Nell’era della globalizzazione e della turbo-innovazione tecnologica, i vantaggi da economie di scala perdono sempre più la loro centralità. Se e quando le Convenzioni e gli Accordi quadro stipulati da Consip producono risparmi, bastano pochi mesi per accorgersi che si traducono in aggravi di costo via via crescenti.
Tanto che la stessa Consip, da anni, non si limita più ad appalti in grande stile con obbligo di acquisto da parte degli Uffici pubblici. Ma gestisce anche due sistemi di marketplace pubblico, denominati MEPA e SDAPA, cui essi sono obbligati a ricorrere nel caso di acquisti autonomi. Si tratta, però, di piattaforme caratterizzate da tanti vincoli procedurali, da risultare perdenti a confronto dei sistemi di acquisto gestiti da privati.
A fronte di privati sempre più agguerriti e professionalizzati, il pubblico è sempre più appesantito da una normativa asfissiante ed incerta. Per non parlare dei vincoli a tutela di apparati autoreferenziali e indifferenti alle performance. Qualcuno si è accorto che il termine CONSIP è citato in Gazzetta 435 volte nell’ambito di 115 provvedimenti? Una serie di prescrizioni tanto aggrovigliata da procurare più danni della stessa beffa.
Per tagliare le spese, occorre tagliare le norme. I comportamenti virtuosi non si impongono, ma si inducono, creando le condizioni necessarie. La prima è lo sfoltimento dei tanti “lacci e lacciuoli”, capaci solo di produrre situazioni paradossali. Come quella della Corte dei Conti che ribatte con “dura lex sed lex” a chi vuole scongiurare un danno erariale. O quella dell’Autorità Anticorruzione che definisce “in deroga”, comportamenti contra legem.

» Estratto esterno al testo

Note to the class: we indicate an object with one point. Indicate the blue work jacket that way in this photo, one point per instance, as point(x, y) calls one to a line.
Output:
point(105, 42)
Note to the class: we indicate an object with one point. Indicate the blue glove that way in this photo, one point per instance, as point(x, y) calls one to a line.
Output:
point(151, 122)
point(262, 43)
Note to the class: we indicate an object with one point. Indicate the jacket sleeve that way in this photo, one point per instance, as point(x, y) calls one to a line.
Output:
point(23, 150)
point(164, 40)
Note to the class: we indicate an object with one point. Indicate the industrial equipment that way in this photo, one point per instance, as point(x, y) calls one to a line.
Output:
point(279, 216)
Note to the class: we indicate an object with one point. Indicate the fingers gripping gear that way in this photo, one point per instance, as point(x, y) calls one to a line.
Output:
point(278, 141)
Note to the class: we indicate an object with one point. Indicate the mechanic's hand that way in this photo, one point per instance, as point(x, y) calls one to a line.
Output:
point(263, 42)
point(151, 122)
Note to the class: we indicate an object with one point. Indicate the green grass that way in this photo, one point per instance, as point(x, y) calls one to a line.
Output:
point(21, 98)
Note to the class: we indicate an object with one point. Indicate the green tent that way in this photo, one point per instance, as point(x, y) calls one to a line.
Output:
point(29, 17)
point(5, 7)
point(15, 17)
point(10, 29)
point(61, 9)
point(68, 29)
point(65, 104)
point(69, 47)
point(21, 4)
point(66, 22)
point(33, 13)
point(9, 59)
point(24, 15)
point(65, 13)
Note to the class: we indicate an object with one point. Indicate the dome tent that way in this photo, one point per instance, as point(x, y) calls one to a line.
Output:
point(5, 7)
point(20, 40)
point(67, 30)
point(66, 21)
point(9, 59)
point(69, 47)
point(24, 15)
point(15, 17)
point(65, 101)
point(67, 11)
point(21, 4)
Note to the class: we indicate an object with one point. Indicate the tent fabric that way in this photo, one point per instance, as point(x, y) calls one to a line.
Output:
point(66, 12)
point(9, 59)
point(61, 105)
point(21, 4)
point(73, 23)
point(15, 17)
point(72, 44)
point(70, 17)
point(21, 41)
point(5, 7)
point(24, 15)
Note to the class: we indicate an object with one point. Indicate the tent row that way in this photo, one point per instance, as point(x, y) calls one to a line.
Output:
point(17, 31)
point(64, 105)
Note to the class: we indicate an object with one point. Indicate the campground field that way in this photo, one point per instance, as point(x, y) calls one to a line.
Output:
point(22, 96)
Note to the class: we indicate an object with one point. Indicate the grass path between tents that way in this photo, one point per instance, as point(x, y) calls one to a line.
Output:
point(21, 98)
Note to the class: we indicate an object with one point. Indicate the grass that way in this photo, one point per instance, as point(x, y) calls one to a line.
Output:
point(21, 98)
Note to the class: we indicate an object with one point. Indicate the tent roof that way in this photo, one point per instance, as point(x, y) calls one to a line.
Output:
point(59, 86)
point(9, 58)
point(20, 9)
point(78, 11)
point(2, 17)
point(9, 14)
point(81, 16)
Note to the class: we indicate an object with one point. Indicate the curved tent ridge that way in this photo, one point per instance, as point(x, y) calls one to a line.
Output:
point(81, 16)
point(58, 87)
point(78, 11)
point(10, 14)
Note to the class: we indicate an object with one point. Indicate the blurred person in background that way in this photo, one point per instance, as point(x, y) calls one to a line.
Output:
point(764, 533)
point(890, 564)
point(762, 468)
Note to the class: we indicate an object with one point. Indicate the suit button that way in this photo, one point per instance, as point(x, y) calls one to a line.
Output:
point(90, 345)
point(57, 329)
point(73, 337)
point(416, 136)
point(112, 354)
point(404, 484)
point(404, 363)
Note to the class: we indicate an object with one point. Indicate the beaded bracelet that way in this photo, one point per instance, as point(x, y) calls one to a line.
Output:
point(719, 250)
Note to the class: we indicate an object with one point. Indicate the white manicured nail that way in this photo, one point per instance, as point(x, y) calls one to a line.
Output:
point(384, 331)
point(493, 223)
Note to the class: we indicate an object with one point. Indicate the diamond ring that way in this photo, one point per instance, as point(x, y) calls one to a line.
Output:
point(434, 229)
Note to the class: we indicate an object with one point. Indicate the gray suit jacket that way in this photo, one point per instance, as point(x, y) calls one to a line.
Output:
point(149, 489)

O, ancora, quella dell’AD di CONSIP, che definisce patologiche gare che durano 4-5 anni, senza guardare alla durata di quelle della Centrale che amministra.
Sfoltire le norme è ovviamente condizione necessaria ma non sufficiente. Occorre che CONSIP torni ad essere Centrale acquisti per i ministeri. I risultati ottenuti, quando e se positivi, potranno sempre essere usati dalle altre amministrazioni e dalle altre Centrali di committenza come benchmark per i propri acquisti. Determinando un virtuoso “confronto competitivo” con reali vantaggi e non maggiori oneri per le casse dello Stato. Invece di imporre centinaia di norme basate sulla cultura del sospetto o sulla dipendenza da apparati autoreferenziali, basta ridare dignità ed autonomia ai tanti buyer pubblici che, sulla base di detti benchmark sono ben capaci di coniugare interesse pubblico, trasparenza e pari opportunità.
Riguardo ai benchmark, va anche detto che in Italia esiste una preziosa miniera di informazioni: la Banca Dati Nazionale degli Appalti Pubblici, BDNCP, gestita da ANAC e che contiene i risultati di tutte le gare effettuate in Italia. Un’ottima cosa, in teoria, tanto che la BNDCP ha ottenuto il primo posto nella graduatoria "National Contract Register", dedicata ai principali registri dei contratti pubblici europei. Peccato, però, che ANAC non si curi di assicurare, al pubblico o almeno ai buyer pubblici, un’estrapolazione dei dati gratuita e automatica come pure la legge impone (v. articolo).
Basterebbe imporre anche all’Autorità il rispetto di norme, cui sono soggetti tutti gli Enti pubblici, per garantire la trasparenza e per contrastare la corruzione. Emergerebbero i benchmark di riferimento di tutti gli acquisti pubblici, non solo quelli di Consip, valorizzando e non scoraggiando i comportamenti abili e virtuosi sottolineati, sia pur con tanta timidezza, dalla stessa ANAC.